Hello everyone,
thank you in advance for any help on this. I am running into a type error when running the following command on my scRNA/TCR-seq data:
ir.pp.index_chains(mdata)
ir.tl.chain_qc(mdata)
ir.pp.ir_dist(mdata, metric='identity', sequence='aa')
ir.tl.define_clonotype_clusters(mdata, metric='identity', receptor_arms='all', dual_ir='any', sequence='aa',
key_added='clone_id')
The output with the TypeError is:
Filtering chains...
Indexing VJ chains...
Indexing VDJ chains...
build result array
Stored result in `mdata.obs["airr:receptor_type"]`.
Stored result in `mdata.obs["airr:receptor_subtype"]`.
Stored result in `mdata.obs["airr:chain_pairing"]`.
Computing sequence x sequence distance matrix for VJ sequences.

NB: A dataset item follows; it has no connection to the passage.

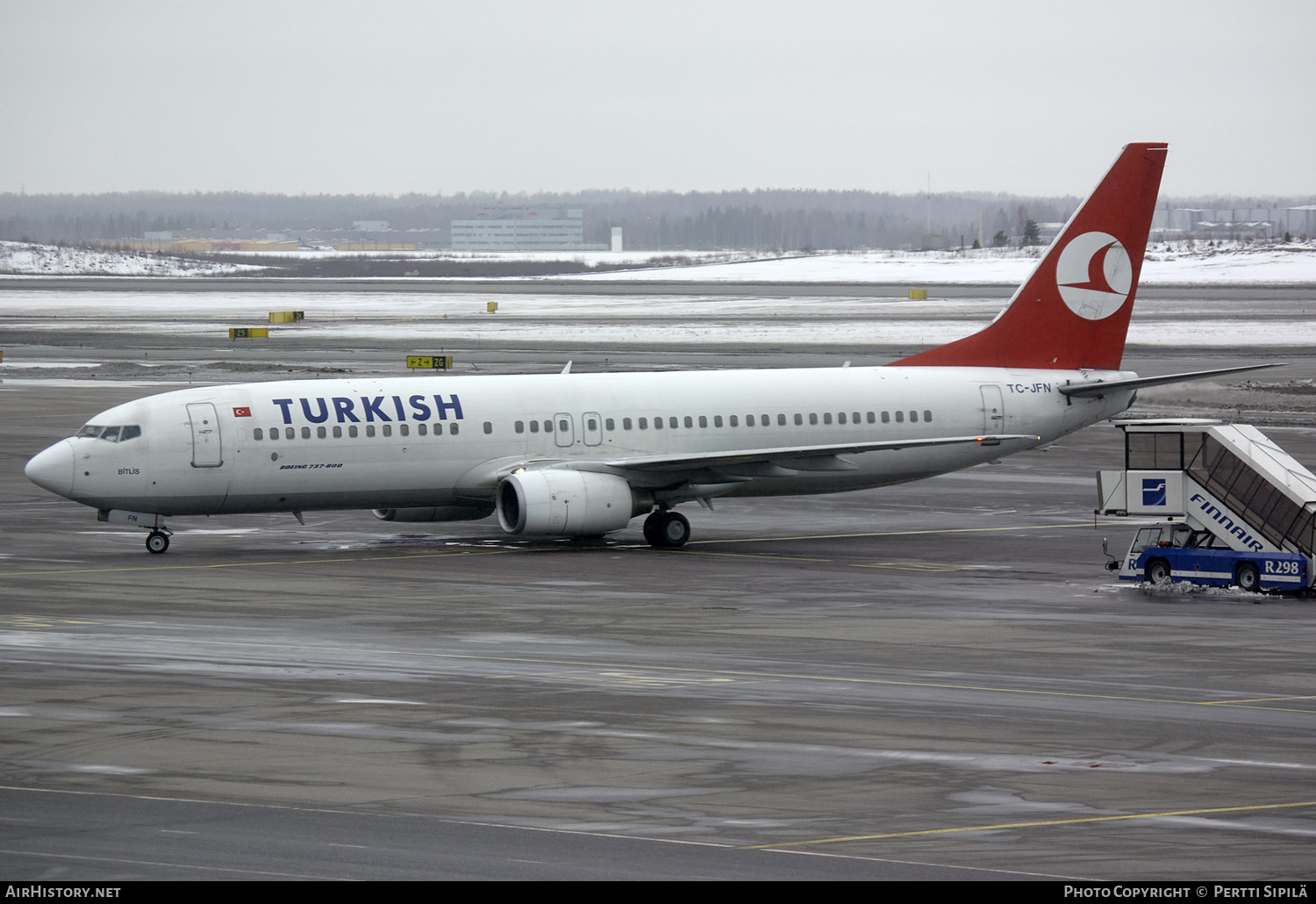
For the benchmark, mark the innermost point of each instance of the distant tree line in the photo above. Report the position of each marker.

Computing sequence x sequence distance matrix for VDJ sequences.
Initializing lookup tables.
--> Done initializing lookup tables. (0:00:00)
Computing clonotype x clonotype distances.
NB: Computation happens in chunks. The progressbar only advances when a chunk has finished.
---------------------------------------------------------------------------
TypeError Traceback (most recent call last)
Cell In[33], line 4
2 ir.tl.chain_qc(mdata)
3 ir.pp.ir_dist(mdata, metric='identity', sequence='aa')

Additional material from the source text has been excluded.